Inleiding
In deze paragraaf wordt inzicht gegeven in de ontwikkeling van de kosten van de externe inhuur ten opzichte van de totale personele lasten. In de begroting van 2025 is een streefpercentage externe inhuur van 18,2% opgenomen. Dit percentage inhuur is gebaseerd op de landelijke realisatie van de 100.000+ gemeenten volgens gegevens uit de Personeelsmonitor 2022 van de VNG.
Hoe berekenen we het percentage?
Bij de berekening van dit percentage worden, conform de methode gehanteerd in de Personeelsmonitor, de uitgaven van de externe inhuur berekend als percentage van de totale uitgaven voor personele lasten en externe inhuur.

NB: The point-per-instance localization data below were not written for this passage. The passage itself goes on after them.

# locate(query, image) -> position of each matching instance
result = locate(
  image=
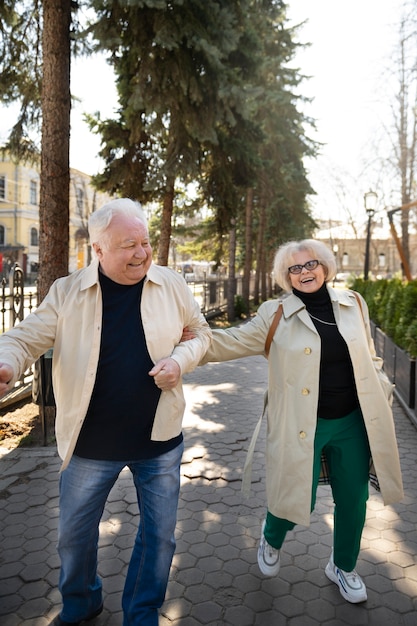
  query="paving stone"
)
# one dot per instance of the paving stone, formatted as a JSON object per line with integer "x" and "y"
{"x": 215, "y": 580}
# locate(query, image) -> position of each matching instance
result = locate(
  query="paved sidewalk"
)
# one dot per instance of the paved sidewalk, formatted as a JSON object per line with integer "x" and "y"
{"x": 215, "y": 579}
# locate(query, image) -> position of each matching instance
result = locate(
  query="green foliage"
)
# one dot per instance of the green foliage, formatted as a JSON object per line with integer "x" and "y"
{"x": 240, "y": 307}
{"x": 393, "y": 307}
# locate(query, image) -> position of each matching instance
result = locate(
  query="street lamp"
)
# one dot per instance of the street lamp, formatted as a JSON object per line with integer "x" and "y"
{"x": 369, "y": 198}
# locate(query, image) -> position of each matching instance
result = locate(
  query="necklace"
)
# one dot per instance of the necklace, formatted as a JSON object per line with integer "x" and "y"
{"x": 322, "y": 321}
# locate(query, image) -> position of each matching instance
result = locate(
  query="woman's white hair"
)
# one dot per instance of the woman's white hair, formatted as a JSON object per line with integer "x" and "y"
{"x": 99, "y": 221}
{"x": 284, "y": 258}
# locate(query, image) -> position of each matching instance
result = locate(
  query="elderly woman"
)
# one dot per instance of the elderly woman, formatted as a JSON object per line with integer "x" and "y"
{"x": 328, "y": 406}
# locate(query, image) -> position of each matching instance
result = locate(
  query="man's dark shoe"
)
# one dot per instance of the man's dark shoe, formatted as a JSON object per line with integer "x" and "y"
{"x": 58, "y": 621}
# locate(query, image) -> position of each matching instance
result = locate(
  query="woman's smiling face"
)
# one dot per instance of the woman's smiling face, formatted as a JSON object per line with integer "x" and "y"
{"x": 308, "y": 281}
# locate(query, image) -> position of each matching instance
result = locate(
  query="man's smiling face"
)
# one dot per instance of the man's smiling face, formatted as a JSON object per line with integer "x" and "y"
{"x": 308, "y": 281}
{"x": 125, "y": 255}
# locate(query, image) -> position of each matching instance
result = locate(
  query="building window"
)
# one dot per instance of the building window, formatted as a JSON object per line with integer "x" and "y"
{"x": 33, "y": 192}
{"x": 34, "y": 239}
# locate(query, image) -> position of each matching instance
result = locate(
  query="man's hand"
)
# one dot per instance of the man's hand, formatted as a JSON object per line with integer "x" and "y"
{"x": 166, "y": 374}
{"x": 6, "y": 374}
{"x": 187, "y": 334}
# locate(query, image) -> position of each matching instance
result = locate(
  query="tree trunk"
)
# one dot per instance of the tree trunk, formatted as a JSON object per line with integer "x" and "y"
{"x": 231, "y": 283}
{"x": 248, "y": 249}
{"x": 54, "y": 179}
{"x": 166, "y": 223}
{"x": 259, "y": 248}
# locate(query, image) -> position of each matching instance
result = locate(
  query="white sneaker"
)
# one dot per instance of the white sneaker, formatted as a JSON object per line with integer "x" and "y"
{"x": 268, "y": 557}
{"x": 351, "y": 585}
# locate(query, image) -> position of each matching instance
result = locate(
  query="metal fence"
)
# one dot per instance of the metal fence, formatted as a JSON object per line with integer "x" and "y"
{"x": 211, "y": 294}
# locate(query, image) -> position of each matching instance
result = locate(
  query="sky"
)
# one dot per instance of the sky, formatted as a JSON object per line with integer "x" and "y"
{"x": 351, "y": 49}
{"x": 351, "y": 44}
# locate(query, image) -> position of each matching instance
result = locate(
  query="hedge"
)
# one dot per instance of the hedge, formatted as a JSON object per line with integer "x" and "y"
{"x": 393, "y": 307}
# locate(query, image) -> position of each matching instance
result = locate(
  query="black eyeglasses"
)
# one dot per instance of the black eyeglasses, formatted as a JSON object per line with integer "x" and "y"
{"x": 310, "y": 265}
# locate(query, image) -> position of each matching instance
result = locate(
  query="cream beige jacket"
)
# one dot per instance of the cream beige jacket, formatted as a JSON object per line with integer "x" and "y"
{"x": 293, "y": 385}
{"x": 69, "y": 319}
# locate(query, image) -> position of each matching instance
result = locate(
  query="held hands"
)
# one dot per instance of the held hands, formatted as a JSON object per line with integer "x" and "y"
{"x": 187, "y": 334}
{"x": 6, "y": 374}
{"x": 166, "y": 373}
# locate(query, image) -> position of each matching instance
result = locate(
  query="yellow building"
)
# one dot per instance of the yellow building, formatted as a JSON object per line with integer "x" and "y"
{"x": 19, "y": 216}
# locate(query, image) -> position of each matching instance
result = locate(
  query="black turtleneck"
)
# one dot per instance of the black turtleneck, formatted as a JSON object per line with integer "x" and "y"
{"x": 337, "y": 391}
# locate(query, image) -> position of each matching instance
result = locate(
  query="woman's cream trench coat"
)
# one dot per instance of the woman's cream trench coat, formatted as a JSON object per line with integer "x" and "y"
{"x": 69, "y": 319}
{"x": 293, "y": 385}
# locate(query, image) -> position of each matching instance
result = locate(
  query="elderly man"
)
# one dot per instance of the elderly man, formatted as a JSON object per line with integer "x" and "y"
{"x": 115, "y": 327}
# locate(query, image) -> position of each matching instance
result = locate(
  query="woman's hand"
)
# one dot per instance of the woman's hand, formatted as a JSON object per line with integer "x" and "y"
{"x": 187, "y": 334}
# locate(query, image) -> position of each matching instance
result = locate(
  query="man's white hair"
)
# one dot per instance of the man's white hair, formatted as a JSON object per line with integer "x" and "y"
{"x": 99, "y": 221}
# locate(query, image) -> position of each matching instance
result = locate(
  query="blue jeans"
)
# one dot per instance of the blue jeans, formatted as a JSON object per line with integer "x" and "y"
{"x": 84, "y": 487}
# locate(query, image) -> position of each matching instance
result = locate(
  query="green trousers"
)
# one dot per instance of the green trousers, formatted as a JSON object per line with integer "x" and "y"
{"x": 345, "y": 443}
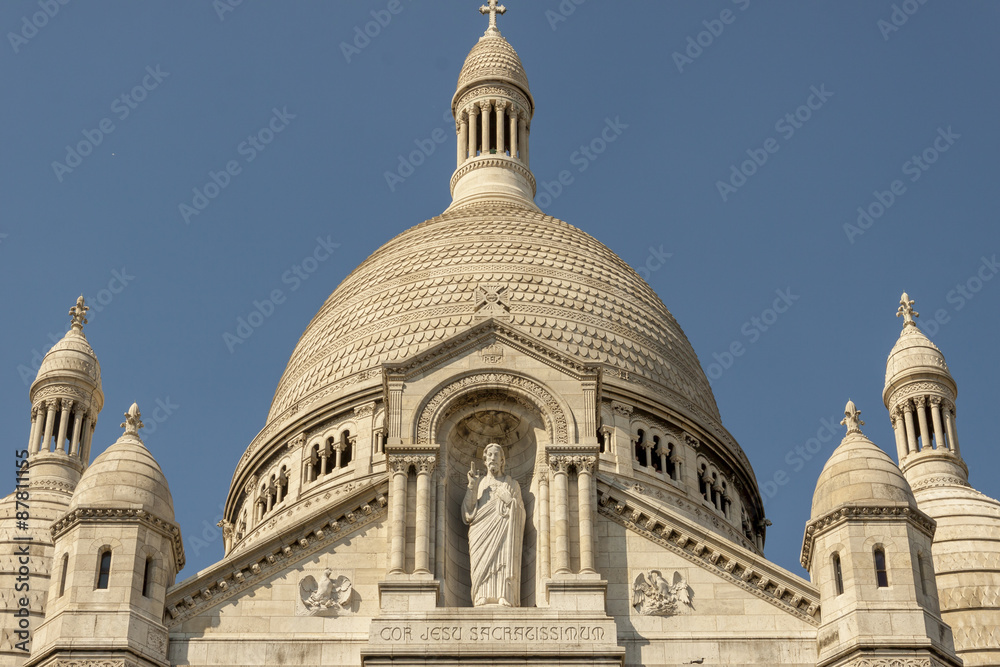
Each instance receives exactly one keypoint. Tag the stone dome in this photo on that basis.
(914, 353)
(125, 476)
(545, 277)
(859, 473)
(492, 59)
(71, 357)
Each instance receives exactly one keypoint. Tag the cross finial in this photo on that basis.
(493, 9)
(906, 310)
(133, 421)
(79, 314)
(852, 418)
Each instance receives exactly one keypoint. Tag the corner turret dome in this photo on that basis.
(914, 354)
(126, 476)
(72, 359)
(860, 474)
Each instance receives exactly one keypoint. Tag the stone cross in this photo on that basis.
(493, 9)
(133, 421)
(906, 310)
(79, 314)
(852, 418)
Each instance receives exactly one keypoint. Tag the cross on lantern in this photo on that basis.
(493, 9)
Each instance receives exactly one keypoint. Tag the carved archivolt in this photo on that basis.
(505, 383)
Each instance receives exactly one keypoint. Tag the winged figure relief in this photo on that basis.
(654, 595)
(326, 597)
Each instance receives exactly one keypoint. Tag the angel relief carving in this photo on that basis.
(327, 597)
(653, 595)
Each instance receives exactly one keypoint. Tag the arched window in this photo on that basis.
(838, 574)
(881, 575)
(640, 448)
(922, 573)
(62, 576)
(345, 444)
(104, 569)
(147, 577)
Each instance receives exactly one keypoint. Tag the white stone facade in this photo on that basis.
(643, 528)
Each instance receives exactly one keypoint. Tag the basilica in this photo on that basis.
(494, 445)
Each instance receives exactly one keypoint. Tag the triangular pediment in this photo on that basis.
(480, 337)
(243, 572)
(620, 501)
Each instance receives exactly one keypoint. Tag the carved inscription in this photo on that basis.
(428, 633)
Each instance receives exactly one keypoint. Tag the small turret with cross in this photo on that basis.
(493, 9)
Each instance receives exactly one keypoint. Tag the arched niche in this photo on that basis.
(523, 418)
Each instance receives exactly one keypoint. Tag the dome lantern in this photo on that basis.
(920, 396)
(493, 108)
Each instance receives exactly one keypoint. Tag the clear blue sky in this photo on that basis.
(880, 96)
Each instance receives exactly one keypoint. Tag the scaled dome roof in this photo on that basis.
(71, 356)
(492, 58)
(125, 476)
(555, 282)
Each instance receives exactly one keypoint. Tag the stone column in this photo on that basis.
(88, 434)
(67, 407)
(949, 418)
(584, 473)
(936, 419)
(544, 538)
(463, 139)
(74, 446)
(425, 466)
(500, 126)
(513, 131)
(36, 423)
(473, 129)
(50, 418)
(523, 132)
(911, 434)
(925, 432)
(397, 496)
(558, 465)
(439, 516)
(485, 107)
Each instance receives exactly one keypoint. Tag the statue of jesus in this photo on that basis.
(494, 511)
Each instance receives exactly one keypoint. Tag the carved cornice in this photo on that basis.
(494, 161)
(237, 574)
(546, 403)
(865, 513)
(104, 515)
(748, 571)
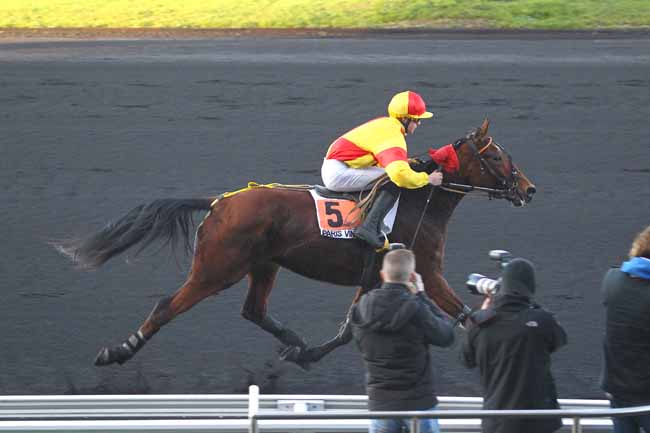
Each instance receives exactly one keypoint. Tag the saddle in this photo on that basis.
(328, 193)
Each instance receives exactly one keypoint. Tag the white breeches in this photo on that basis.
(337, 176)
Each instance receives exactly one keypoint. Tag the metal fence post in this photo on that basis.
(415, 425)
(577, 427)
(253, 407)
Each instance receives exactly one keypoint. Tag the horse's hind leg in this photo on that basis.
(261, 279)
(193, 291)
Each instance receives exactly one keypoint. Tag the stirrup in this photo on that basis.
(386, 245)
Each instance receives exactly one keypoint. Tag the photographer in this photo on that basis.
(626, 373)
(393, 327)
(511, 341)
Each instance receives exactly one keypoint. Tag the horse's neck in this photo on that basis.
(443, 204)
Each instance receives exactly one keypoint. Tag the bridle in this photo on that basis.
(508, 184)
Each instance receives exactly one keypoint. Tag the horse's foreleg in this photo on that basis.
(261, 279)
(438, 290)
(165, 310)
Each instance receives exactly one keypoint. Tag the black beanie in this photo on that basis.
(518, 278)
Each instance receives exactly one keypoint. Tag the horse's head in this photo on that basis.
(485, 165)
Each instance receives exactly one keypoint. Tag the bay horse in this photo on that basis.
(255, 232)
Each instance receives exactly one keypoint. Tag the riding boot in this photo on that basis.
(370, 230)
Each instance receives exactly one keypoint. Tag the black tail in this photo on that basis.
(169, 219)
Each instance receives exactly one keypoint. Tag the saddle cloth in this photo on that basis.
(337, 218)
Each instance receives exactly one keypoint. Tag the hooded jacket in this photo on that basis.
(511, 344)
(626, 293)
(393, 330)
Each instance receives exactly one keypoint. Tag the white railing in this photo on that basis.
(265, 413)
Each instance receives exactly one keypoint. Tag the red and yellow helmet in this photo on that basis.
(408, 104)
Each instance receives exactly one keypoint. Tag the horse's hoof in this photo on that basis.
(295, 354)
(103, 358)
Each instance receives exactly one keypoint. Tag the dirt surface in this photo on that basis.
(91, 129)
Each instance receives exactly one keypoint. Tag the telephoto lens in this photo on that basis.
(479, 284)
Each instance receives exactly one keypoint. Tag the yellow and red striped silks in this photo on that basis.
(378, 142)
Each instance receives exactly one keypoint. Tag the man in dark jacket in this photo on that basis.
(626, 373)
(393, 327)
(511, 343)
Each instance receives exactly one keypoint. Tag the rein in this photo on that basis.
(509, 183)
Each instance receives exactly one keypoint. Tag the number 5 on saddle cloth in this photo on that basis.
(338, 214)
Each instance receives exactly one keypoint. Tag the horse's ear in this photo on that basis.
(482, 131)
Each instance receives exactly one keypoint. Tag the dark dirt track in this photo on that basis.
(88, 130)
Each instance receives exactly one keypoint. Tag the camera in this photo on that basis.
(479, 284)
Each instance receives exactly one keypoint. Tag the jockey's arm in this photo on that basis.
(401, 174)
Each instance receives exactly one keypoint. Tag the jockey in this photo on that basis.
(378, 147)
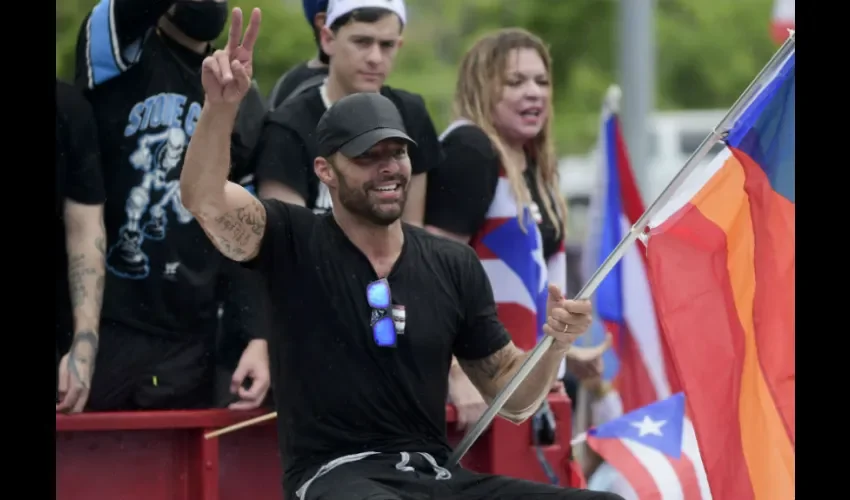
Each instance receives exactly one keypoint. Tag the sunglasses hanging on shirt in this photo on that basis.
(380, 300)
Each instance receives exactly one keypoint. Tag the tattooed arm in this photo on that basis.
(234, 220)
(86, 247)
(486, 352)
(492, 373)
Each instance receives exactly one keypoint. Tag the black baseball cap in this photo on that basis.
(357, 122)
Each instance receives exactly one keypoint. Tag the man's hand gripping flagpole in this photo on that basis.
(637, 231)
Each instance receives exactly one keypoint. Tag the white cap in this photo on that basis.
(339, 8)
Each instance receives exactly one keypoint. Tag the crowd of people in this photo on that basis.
(221, 247)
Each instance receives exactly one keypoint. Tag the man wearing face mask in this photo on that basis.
(139, 62)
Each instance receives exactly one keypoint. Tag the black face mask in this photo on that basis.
(201, 21)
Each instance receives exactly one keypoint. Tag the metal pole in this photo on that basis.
(534, 356)
(636, 63)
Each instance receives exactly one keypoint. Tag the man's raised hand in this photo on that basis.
(226, 75)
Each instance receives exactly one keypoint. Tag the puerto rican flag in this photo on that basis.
(643, 373)
(638, 364)
(512, 256)
(655, 449)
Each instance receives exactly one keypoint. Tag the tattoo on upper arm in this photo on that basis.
(237, 233)
(82, 357)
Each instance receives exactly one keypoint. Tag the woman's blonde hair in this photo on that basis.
(479, 88)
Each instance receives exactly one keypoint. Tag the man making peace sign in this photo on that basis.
(139, 62)
(363, 298)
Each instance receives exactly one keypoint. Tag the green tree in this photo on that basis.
(707, 51)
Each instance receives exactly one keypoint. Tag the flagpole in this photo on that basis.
(616, 255)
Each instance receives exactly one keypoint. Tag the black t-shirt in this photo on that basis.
(78, 179)
(341, 393)
(162, 270)
(462, 188)
(290, 80)
(287, 145)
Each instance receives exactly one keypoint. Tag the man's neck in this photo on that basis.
(316, 63)
(178, 36)
(378, 243)
(335, 91)
(516, 156)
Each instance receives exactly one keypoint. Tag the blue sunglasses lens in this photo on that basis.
(384, 332)
(378, 294)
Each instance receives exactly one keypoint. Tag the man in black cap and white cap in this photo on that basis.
(362, 39)
(361, 412)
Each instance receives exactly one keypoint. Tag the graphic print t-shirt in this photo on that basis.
(162, 270)
(287, 145)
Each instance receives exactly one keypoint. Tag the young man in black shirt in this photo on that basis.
(309, 73)
(140, 62)
(370, 310)
(80, 244)
(362, 38)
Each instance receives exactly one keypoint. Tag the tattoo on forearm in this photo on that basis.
(78, 270)
(100, 244)
(488, 368)
(82, 357)
(235, 232)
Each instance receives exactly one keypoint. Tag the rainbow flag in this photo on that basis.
(722, 266)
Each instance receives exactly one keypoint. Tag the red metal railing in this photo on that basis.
(164, 456)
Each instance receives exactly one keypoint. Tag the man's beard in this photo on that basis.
(356, 200)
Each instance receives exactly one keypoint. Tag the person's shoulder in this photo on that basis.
(302, 108)
(467, 141)
(467, 132)
(450, 251)
(70, 101)
(295, 216)
(410, 101)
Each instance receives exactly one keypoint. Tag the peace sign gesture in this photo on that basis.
(226, 75)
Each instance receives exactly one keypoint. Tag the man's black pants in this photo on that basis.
(138, 371)
(412, 477)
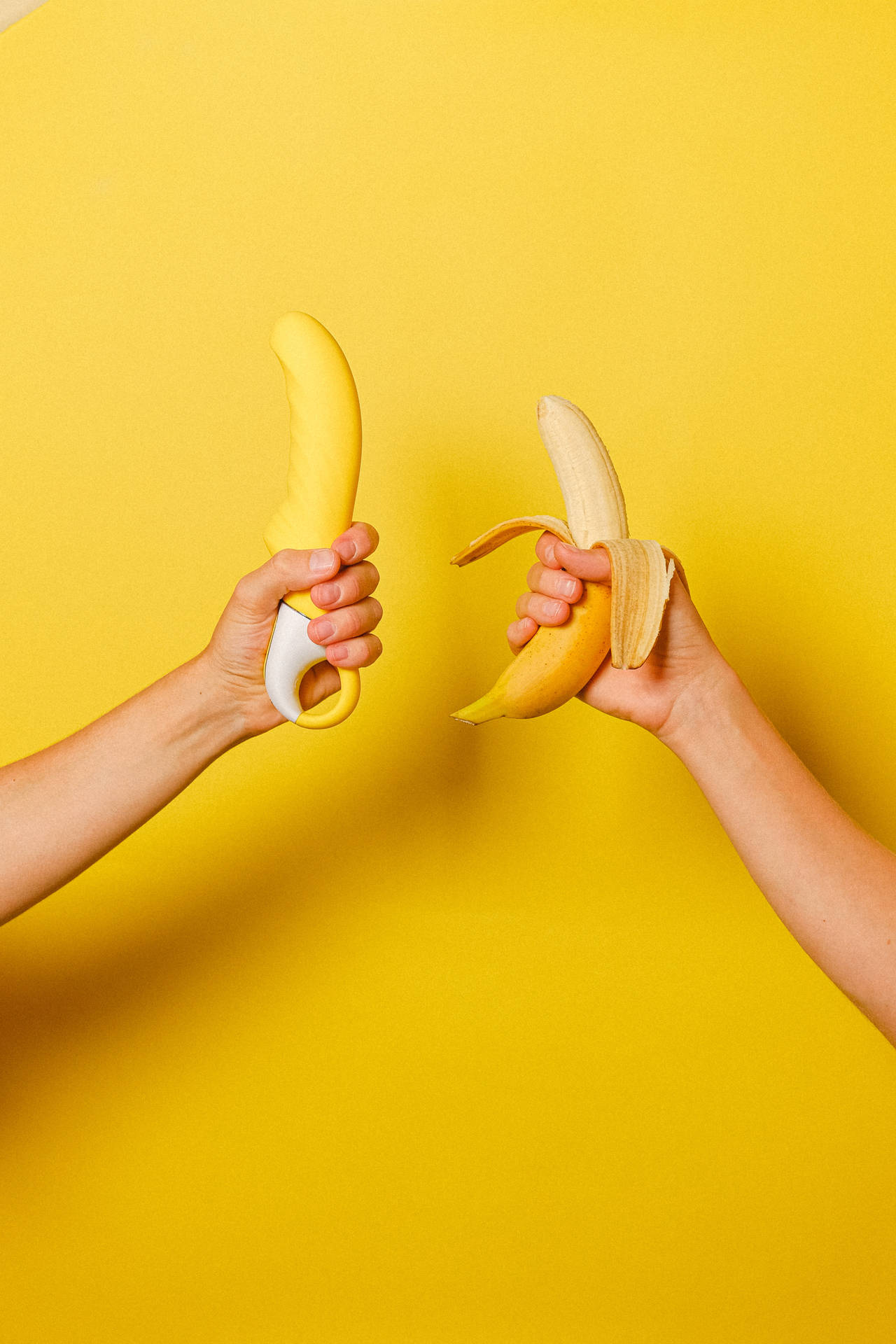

Externe inhuur is de inhuur van een andere organisatie dan de eigen of een andere ambtelijke organisatie.
De interne inhuur van medewerkers wordt dus niet meegeteld. Dit omdat de inhuur van de ambtelijke organisaties als kosten en inkomsten voor de overheid tegen elkaar wegvallen.
Wat is de prognose voor 2025?
De prognose voor de personele lasten en de lasten van de externe inhuur voor 2025 is als volgt:
Totaal verwachte uitgaven personele lasten: € 166.923.532
Totaal verwachte uitgaven externe inhuur: € 34.237.801
Verwachte percentage externe inhuur: 17,0 %.
Het percentage externe inhuur is lager dan het resultaat van vorig jaar (17,9%), en ook lager dan bij de begroting verwacht (18,2%).
De meeste organisatieonderdelen blijven ruim onder het streefpercentage. De belangrijkste redenen om in te huren zijn: het realiseren van (tijdelijke) projecten, er is specialistische kennis nodig en noodzakelijke vervanging bij ziekte.
Dat het percentage nu lager is komt o.a. doordat de krapte op de arbeidsmarkt niet groter wordt. Eén van de oorzaken is de handhaving per 2025 van de wet deregulering beoordeling arbeidsrelaties (Wet Dba). Als gevolg daarvan kiezen meer zzp-ers voor een vaste baan.